BEYROUTH: Le gouvernement libanais a décidé d'interdire les activités militaires du Hezbollah pro-iranien et exige qu'il remette ses armes à l'Etat, a annoncé lundi le Premier ministre Nawaf Salam à l'issue d'une réunion extraordinaire du cabinet.

Cette décision inédite intervient après que le Hezbollah a lancé des roquettes sur Israël lundi, entraînant le Liban dans la guerre régionale avec l'Iran.

"L'Etat libanais proclame son refus absolu (..) de toutes actions militaires ou sécuritaires à partir du Liban en dehors du cadre de ses institutions légales", a déclaré le chef du gouvernement, ajoutant que "la décision de guerre ou de paix était du seul ressort" de l'Etat.

Il a annoncé "l'interdiction immédiate de toutes les activités militaires et sécuritaires du Hezbollah", exigeant que la formation "remette ses armes à l'Etat libanais" et se limite à l'action politique.

Le Hezbollah armé et financé par Téhéran est représenté au Parlement et au gouvernement et dispose d'un vaste réseau d'institutions civiles.

En riposte à une attaque de la formation pro-iranienne contre Israël visant à "venger" la mort du guide iranien Ali Khamenei, des frappes israéliennes massives sur les bastions du Hezbollah dans la banlieue sud de Beyrouth, le sud et l'est du Liban ont tué 31 personnes lundi.

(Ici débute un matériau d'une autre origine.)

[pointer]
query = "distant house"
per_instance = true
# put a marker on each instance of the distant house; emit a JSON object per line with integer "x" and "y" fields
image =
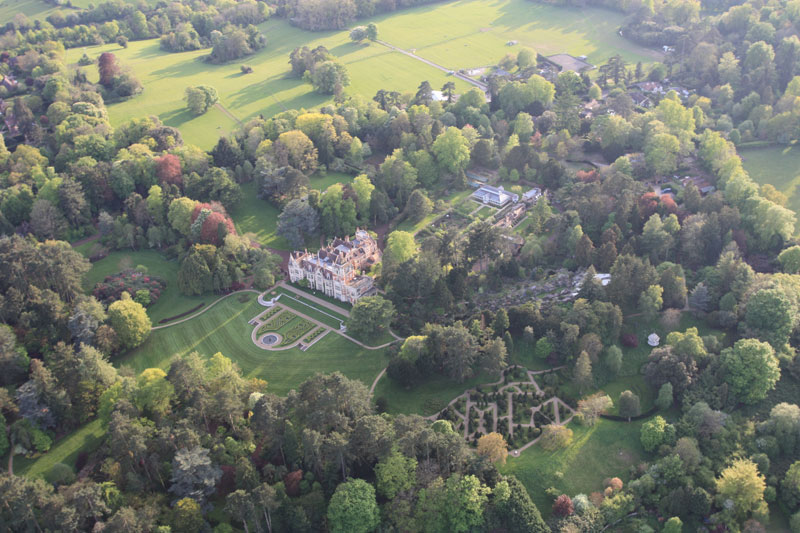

C'est la première fois que le Hezbollah attaque Israël depuis le cessez-le-feu qui a mis fin en novembre 2024 à une guerre meurtrière.

Un mécanisme qui regroupe, outre le Liban et Israël, l'Onu, les Etats-Unis et la France surveille la trêve.

"Le gouvernement libanais demande aux Etats garants du cessez-le-feu d'obtenir un engagement clair et définitif de la part de la partie israélienne de cesser toutes les hostilités sur l'ensemble du territoire libanais", a ajouté Nawaf Salam.

"Il proclame son entière disposition à reprendre les négociations" avec Israël "avec une participation civile et sous parrainage international".